Most people are scared as soon as they hear the word colonoscopy. It is important to remember that colonoscopy is not the only test for screening although it is the best test and is considered as gold standard against which other screening tests are compared. In certain circumstances (high risk patients) you do not have a choice but go through a colonoscopy for diagnosis, prevention and treatment of certain conditions.

You are at a high risk of getting colorectal cancer if you have a family history of colorectal cancer or polyps, have a personal history of ulcerative colitis or Crohn’s colitis
and have had polyps or previous history of colorectal cancer.

If you have symptoms like rectal bleeding then you don’t have a choice – you need a test. Depending on your age, the test may be a flexible sigmoidoscopy in the office or colonoscopy at the hospital. For example, six per cent of the patients who say they are bleeding from hemorrhoids have colon or rectal cancer.

Every individual is at risk of developing colorectal cancer. If you have no symptoms, have no family history of colorectal cancer and you are 50 years or older then you do not have to go through colonoscopy.

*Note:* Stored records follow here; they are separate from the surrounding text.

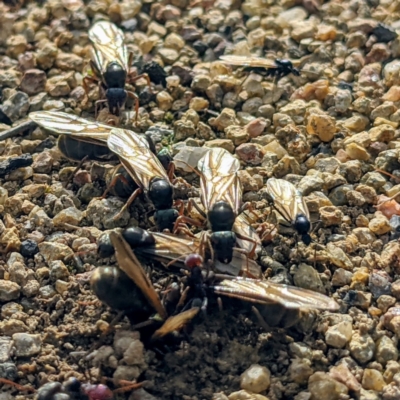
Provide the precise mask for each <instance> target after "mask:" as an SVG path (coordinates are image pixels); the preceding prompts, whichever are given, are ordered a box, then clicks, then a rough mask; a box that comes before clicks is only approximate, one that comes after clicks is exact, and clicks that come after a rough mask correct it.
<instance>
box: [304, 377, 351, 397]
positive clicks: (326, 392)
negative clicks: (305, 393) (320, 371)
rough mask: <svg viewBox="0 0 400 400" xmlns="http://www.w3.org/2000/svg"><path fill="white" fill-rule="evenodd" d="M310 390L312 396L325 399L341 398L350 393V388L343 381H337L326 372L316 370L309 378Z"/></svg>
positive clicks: (308, 385)
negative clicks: (349, 388) (313, 373)
mask: <svg viewBox="0 0 400 400" xmlns="http://www.w3.org/2000/svg"><path fill="white" fill-rule="evenodd" d="M308 390H309V391H310V393H311V396H312V397H311V398H314V399H325V400H339V399H340V398H341V396H342V395H346V394H347V393H348V388H347V386H346V385H344V384H343V383H340V382H338V381H336V380H335V379H333V378H331V377H330V376H329V375H328V374H325V373H324V372H316V373H315V374H313V375H311V376H310V379H309V380H308Z"/></svg>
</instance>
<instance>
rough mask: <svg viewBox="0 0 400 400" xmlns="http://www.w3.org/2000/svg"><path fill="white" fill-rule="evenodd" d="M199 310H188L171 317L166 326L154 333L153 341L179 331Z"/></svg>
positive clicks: (161, 328) (189, 320) (198, 309)
mask: <svg viewBox="0 0 400 400" xmlns="http://www.w3.org/2000/svg"><path fill="white" fill-rule="evenodd" d="M199 310H200V308H198V307H193V308H191V309H190V310H186V311H183V312H181V313H180V314H177V315H174V316H172V317H169V318H168V319H167V320H166V321H165V322H164V325H163V326H162V327H161V328H160V329H157V330H156V331H155V332H154V333H153V336H152V339H153V340H154V339H160V338H162V337H163V336H165V335H167V334H169V333H172V332H174V331H179V330H180V329H182V328H183V327H184V326H185V325H186V324H188V323H189V322H190V321H191V320H192V319H193V318H194V317H195V316H196V315H197V313H198V312H199Z"/></svg>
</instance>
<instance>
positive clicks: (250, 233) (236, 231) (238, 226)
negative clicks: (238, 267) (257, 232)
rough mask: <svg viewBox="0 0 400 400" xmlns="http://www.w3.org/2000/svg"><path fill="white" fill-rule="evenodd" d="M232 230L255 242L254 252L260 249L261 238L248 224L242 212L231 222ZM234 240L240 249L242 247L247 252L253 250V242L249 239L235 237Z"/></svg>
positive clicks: (245, 218)
mask: <svg viewBox="0 0 400 400" xmlns="http://www.w3.org/2000/svg"><path fill="white" fill-rule="evenodd" d="M233 231H234V232H235V233H236V234H238V235H240V236H244V237H247V238H249V239H251V240H252V241H253V242H255V243H256V249H255V252H256V254H257V253H259V252H260V251H261V239H260V237H259V236H258V234H257V233H256V231H255V230H254V229H253V228H252V226H251V225H250V223H249V221H248V220H247V217H246V215H245V214H244V213H241V214H239V215H238V216H237V217H236V219H235V223H234V224H233ZM236 241H237V242H238V244H239V246H240V247H241V248H242V249H244V250H246V251H248V252H250V251H251V250H253V247H254V243H253V242H250V241H249V240H245V239H242V238H239V237H238V238H237V239H236Z"/></svg>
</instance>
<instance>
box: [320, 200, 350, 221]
mask: <svg viewBox="0 0 400 400" xmlns="http://www.w3.org/2000/svg"><path fill="white" fill-rule="evenodd" d="M330 200H332V203H334V201H333V200H335V199H332V198H330ZM319 213H320V218H321V220H322V222H323V223H324V225H325V226H333V225H340V224H341V223H342V220H343V216H344V214H343V212H342V211H341V210H340V209H339V208H337V207H334V206H326V207H321V208H320V209H319Z"/></svg>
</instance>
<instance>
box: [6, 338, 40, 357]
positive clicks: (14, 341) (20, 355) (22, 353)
mask: <svg viewBox="0 0 400 400" xmlns="http://www.w3.org/2000/svg"><path fill="white" fill-rule="evenodd" d="M12 339H13V345H14V347H15V355H16V356H17V357H31V356H34V355H36V354H39V353H40V349H41V346H42V339H41V337H40V335H31V334H29V333H14V335H13V336H12Z"/></svg>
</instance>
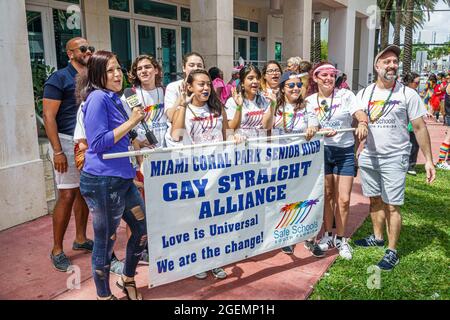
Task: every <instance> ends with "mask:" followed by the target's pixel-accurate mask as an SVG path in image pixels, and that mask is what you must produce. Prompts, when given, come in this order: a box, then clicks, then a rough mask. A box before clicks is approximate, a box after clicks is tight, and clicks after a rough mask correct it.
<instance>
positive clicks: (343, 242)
mask: <svg viewBox="0 0 450 320" xmlns="http://www.w3.org/2000/svg"><path fill="white" fill-rule="evenodd" d="M334 245H335V246H336V248H337V249H338V250H339V255H340V256H341V257H342V258H344V259H345V260H351V259H352V252H353V249H352V247H350V245H349V244H348V239H347V238H342V240H338V239H337V238H336V237H335V238H334Z"/></svg>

You have a choice of doing stool tests for occult blood yearly or bi-annually, flexible sigmoidoscopy in an office every five years or combine stool test and flexible sigmoidoscopy every five years.

Every test for screening has advantages and disadvantages. None of them are full proof. And they vary from very invasive (colonoscopy) to least invasive (stool test). If you fall into high risk category then colonoscopy is the way to go. If you are asymptomatic person with an average risk then you have a choice of tests mentioned earlier.

So don’t be scared, talk to your doctor and have your butt checked out!